New information is introduced. By new, I mean within the last fifty years. Billions of years after these life-conducive conditions take hold on Earth, we humans, peering down from atop the food chain, discover our frightening ability to alter the temperature of the planet through our behaviors. Check out this minute-long film circa the 1950’s on global warming.
Consequently, we now find ourselves in the process of permanently altering our environment on Earth, and life as we know it.
Life will continue, but differently than before. How different will be the Earth we leave our children depends a great deal on the decisions we make and the priorities we set today.
One morning this week, I finished reading Eaarth. That evening, I invited my husband Brian to read to me. Anything he liked. By lovely coincidence he chose this poem by Wislawa Szymborska. It’s not about climate change. It’s just about being here. Still I was struck by the recurring theme of “Earth.” Take a deep breath. Look at the pretty photos. Enjoy a poem.
I can’t speak for elsewhere,
but here on Earth we’ve got a fair supply of everything.
Here we manufacture chairs and sorrows,
scissors, tenderness, transistors, violins,
teacups, dams, and quips.
There may be more of everything elsewhere,
but for reasons left unspecified they lack paintings,
picture tubes, pierogies, handkerchiefs for tears.
Here we have countless places with vicinities.
You may take a liking to some,
give them pet names,
protect them from harm.
There may be comparable places elsewhere,
but no one thinks they’re beautiful.
Like nowhere else, or almost nowhere,
you’re given your own torso here,
equipped with the accessories required
for adding your children to the rest.
Not to mention arms, legs, and astounded head.

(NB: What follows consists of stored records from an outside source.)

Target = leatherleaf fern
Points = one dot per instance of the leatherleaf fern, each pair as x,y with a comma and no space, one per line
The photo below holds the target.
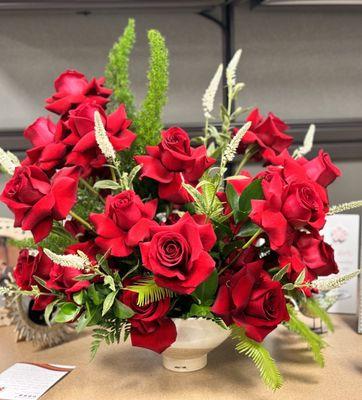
261,357
315,342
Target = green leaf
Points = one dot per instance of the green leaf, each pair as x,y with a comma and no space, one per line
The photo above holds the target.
82,323
248,229
261,357
317,311
253,191
66,312
280,274
207,289
314,341
232,197
106,184
122,311
49,310
300,278
108,302
108,280
148,291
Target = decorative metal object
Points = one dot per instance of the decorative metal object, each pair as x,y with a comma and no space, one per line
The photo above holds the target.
28,328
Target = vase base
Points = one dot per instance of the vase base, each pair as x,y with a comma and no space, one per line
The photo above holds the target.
184,365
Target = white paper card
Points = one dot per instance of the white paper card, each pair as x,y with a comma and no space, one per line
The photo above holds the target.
29,381
342,233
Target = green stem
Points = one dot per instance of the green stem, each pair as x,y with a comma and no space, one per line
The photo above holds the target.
251,240
249,153
81,220
91,189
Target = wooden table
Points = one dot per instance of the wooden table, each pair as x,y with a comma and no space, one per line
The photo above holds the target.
122,372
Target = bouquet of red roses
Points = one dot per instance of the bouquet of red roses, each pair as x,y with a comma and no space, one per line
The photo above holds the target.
134,226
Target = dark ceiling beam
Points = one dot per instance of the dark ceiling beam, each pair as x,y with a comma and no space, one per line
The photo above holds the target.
341,138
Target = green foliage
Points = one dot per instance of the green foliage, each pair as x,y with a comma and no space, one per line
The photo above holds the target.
148,291
86,204
314,309
110,332
148,122
117,70
261,357
315,342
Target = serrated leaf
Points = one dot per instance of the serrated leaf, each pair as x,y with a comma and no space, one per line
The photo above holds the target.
253,191
107,184
108,302
280,274
66,313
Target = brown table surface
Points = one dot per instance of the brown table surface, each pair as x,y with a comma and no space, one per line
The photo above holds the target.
123,372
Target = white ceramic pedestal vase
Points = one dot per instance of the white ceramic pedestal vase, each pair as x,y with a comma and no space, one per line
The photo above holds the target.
195,338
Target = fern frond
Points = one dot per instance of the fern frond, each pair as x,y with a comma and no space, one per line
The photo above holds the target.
148,123
149,292
314,341
307,143
117,71
333,283
68,260
260,356
314,309
339,208
208,98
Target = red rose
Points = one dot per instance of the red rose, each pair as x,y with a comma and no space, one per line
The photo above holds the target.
36,201
267,133
178,254
150,328
28,266
47,154
172,162
73,88
85,151
321,169
317,255
251,300
125,222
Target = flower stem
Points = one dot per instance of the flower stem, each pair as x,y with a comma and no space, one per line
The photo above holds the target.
81,220
91,189
251,240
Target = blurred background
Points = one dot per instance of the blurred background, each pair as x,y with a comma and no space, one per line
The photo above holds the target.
303,62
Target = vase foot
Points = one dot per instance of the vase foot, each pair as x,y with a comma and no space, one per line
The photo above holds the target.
184,365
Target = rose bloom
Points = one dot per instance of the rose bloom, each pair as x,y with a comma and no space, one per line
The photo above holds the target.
27,266
150,328
125,222
85,151
36,201
47,153
292,201
178,255
73,88
172,162
266,133
252,300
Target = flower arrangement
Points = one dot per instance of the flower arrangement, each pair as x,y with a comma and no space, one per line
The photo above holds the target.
134,226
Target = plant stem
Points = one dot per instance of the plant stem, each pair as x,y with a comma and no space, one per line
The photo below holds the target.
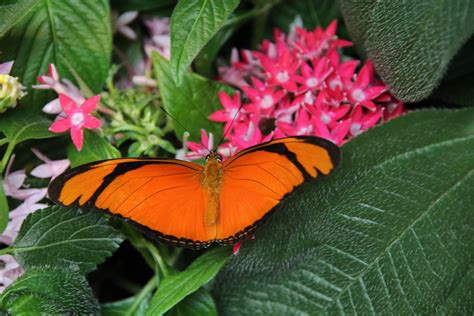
148,288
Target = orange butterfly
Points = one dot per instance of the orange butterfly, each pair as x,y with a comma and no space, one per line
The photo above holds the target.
189,205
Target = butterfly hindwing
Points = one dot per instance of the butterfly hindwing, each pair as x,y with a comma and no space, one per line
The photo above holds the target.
257,179
163,197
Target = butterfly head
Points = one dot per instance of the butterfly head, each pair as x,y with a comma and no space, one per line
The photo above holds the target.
213,155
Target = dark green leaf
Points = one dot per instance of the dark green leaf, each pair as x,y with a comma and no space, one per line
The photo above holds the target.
13,11
193,24
142,5
199,303
176,287
21,124
390,232
123,307
3,207
410,42
74,35
50,291
95,148
192,102
313,13
61,236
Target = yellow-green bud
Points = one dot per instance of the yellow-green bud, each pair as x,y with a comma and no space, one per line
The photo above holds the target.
11,90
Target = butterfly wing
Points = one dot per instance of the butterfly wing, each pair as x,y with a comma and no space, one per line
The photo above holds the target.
163,197
257,179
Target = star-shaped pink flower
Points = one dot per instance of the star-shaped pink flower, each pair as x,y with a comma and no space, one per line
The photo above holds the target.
77,118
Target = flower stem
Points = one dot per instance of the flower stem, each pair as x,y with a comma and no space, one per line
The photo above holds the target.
6,156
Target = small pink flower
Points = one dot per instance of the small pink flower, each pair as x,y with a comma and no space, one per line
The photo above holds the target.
361,121
313,79
77,118
201,150
50,168
231,111
360,92
263,97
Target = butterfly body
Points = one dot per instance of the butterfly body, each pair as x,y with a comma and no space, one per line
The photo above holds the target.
186,204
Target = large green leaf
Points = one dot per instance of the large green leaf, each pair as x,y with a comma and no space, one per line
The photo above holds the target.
390,232
174,288
74,35
192,102
199,303
193,24
50,291
410,42
95,148
60,236
13,11
21,124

Ignorance works overtime here,
something is always being counted, compared, measured,
from which roots and conclusions are then drawn.
I know, I know what you’re thinking.
Nothing here can last,
since from and to time immemorial the elements hold sway.
But see, even the elements grow weary
and sometimes take extended breaks
before starting up again.
And I know what you’re thinking next.
Wars, wars, wars.
But there are pauses in between them too.
Attention!–people are evil.
At ease–people are good.
At attention wastelands are created.
At ease houses are constructed in the sweat of brows,
and quickly inhabited.
Life on Earth is quite a bargain.
Dreams, for one, don’t charge admission.
Illusions are costly only when lost.
The body has its own installment plan.
And as an extra, added feature,
you spin on the planets’ carousel for free,
and with it you hitch a ride on the intergalactic blizzard,
with times so dizzying
that nothing here on Earth can even tremble.
Just take a closer look:
the table stands exactly where it stood,
the piece of paper still lies where it was spread,
through the open window comes a breath of air,
the walls reveal no terrifying cracks
through which nowhere might extinguish you.
While writing this blog I learned that Ms. Zymborska died last month, at the age of 88. Rest in peace, Nobel laureate of Poland. Many thanks for your work here.